This post has been migrated from its original home to here. It originally lived at
this location.
"In computing, ambient intelligence (AmI) refers to electronic environments that are sensitive and responsive to the presence of people". Thanks Wikipedia, couldn't have said it better myself.
Ambient computing is all around us and it comes in many forms. One form you may be familiar with is the location-based services on your mobile phone.
Google Now, for example, takes where you are, your most recent searches, your personal habits (places you've eaten, amount spent etc.) and will recommend restaurants that you might like to go to after the cinema. (Which it knows you bought a ticket for because you got a receipt in the email, and besides, it's Wednesday! It's movie night!)
You never directly input any of this information; an algorithm observes you and your tastes and tries to help you out before you even realise you want help in the first place.
This form of ambient computing is known as "anticipatory" and it's just one way that AmI has made it into our lives without us even realising – after all, that's the point.
The best way to learn more about a topic is to dive straight in and make something, so we made Ambient Lionel.
Ambient Lionel's life is a simple one. He listens to the world around him and if he hears the word "Hello", he's naturally going to assume that you're talking to him. He'll think about it for a second or two and then answer you with his famous line: "Is it me you're looking for?"
How does it work?
We started with one of our Raspberry Pis which, given how small they are, and the fair amount of computing power they have, seemed to be the perfect fit for this project.

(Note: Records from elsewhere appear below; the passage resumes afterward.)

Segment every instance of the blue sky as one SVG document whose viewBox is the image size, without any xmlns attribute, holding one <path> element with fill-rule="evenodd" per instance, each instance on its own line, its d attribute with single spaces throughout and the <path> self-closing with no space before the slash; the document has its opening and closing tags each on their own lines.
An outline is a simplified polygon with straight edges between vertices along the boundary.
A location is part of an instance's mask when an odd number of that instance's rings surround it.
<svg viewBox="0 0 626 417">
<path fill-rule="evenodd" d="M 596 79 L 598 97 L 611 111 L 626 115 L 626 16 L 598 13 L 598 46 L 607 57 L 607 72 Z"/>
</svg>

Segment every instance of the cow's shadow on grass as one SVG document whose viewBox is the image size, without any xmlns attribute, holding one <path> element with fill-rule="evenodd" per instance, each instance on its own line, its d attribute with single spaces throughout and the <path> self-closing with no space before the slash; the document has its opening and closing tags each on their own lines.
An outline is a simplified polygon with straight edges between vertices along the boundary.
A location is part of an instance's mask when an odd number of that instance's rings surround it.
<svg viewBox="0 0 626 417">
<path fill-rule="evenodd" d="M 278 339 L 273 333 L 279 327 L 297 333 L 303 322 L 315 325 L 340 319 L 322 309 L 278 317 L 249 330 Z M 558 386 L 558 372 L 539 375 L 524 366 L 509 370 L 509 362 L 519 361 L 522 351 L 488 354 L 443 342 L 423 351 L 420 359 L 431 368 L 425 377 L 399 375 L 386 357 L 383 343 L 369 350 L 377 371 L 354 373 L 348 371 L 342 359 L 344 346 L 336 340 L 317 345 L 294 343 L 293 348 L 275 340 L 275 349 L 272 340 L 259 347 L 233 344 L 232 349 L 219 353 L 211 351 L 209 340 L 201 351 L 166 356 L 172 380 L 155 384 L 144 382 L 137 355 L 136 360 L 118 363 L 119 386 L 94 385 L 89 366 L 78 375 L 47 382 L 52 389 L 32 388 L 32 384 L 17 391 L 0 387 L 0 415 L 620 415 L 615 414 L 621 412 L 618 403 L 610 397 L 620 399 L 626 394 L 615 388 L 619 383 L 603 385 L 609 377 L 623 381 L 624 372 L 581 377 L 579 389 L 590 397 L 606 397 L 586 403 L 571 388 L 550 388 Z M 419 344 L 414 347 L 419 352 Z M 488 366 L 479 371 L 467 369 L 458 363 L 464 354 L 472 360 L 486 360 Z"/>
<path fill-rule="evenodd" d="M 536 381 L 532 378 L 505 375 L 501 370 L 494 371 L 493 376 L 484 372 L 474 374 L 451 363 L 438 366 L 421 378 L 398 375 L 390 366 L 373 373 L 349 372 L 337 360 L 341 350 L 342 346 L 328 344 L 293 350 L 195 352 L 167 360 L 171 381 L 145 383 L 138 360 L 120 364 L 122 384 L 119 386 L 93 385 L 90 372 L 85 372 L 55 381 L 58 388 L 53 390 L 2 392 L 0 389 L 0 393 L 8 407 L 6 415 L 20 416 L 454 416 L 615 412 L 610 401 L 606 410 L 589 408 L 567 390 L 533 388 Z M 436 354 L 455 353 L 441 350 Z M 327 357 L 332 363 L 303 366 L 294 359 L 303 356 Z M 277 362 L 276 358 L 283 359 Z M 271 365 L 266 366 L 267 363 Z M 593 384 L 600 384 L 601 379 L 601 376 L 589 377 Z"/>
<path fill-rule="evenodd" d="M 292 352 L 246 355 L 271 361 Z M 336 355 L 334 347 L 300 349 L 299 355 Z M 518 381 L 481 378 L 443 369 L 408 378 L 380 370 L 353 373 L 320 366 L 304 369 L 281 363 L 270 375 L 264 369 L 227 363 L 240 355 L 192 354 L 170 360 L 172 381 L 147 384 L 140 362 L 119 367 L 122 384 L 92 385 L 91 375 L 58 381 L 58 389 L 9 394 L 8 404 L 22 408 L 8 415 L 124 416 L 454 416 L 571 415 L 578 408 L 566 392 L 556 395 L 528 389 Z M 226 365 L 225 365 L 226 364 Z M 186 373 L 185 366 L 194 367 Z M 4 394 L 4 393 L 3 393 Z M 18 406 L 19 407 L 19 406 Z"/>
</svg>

Initially, we wanted to try and run the speech recognition on the Raspberry Pi itself, so we spent about a week setting up and coding for CMU Sphinx. CMU Sphinx is an open source library for handling speech recognition; Apple and Google will run software similar to (but likely not the same as) Sphinx in order to deliver their voice recognition services. Even though we were only looking for one word amongst many, the time it took for the Pi to single out and process what had been said was far too long for it to be of any use (~20-30 seconds for a match). To try and shorten this we overclocked the Pi to constantly run at the 1GHz max it can achieve and it still only shaved off five seconds.
Ultimately, we had to get the voice recognition done on a more powerful machine. We thought about running the Sphinx software remotely and feeding back the information to our Pi, but the set-up was far too tricky and had the potential to get expensive.
Eventually, we stumbled across an undocumented Google Voice API that transcribes audio files that are sent to it and returns the text to a program. Great! Just what we were looking for. We wrote a script that constantly takes two-second audio grabs of the sounds that it can hear, sends them off to for transcribing, then, if the word "Hello" is found, plays our audio track.
Say you, say me?
It works fairly well for my voice, although like any new technology it's not perfect when it comes to reliability or accuracy. We estimate it works about 80% of the time. When you think about the variety of voices, intonations and accents you can say "Hello" in, and then the different levels of background noise that have to be filtered out, that's pretty good.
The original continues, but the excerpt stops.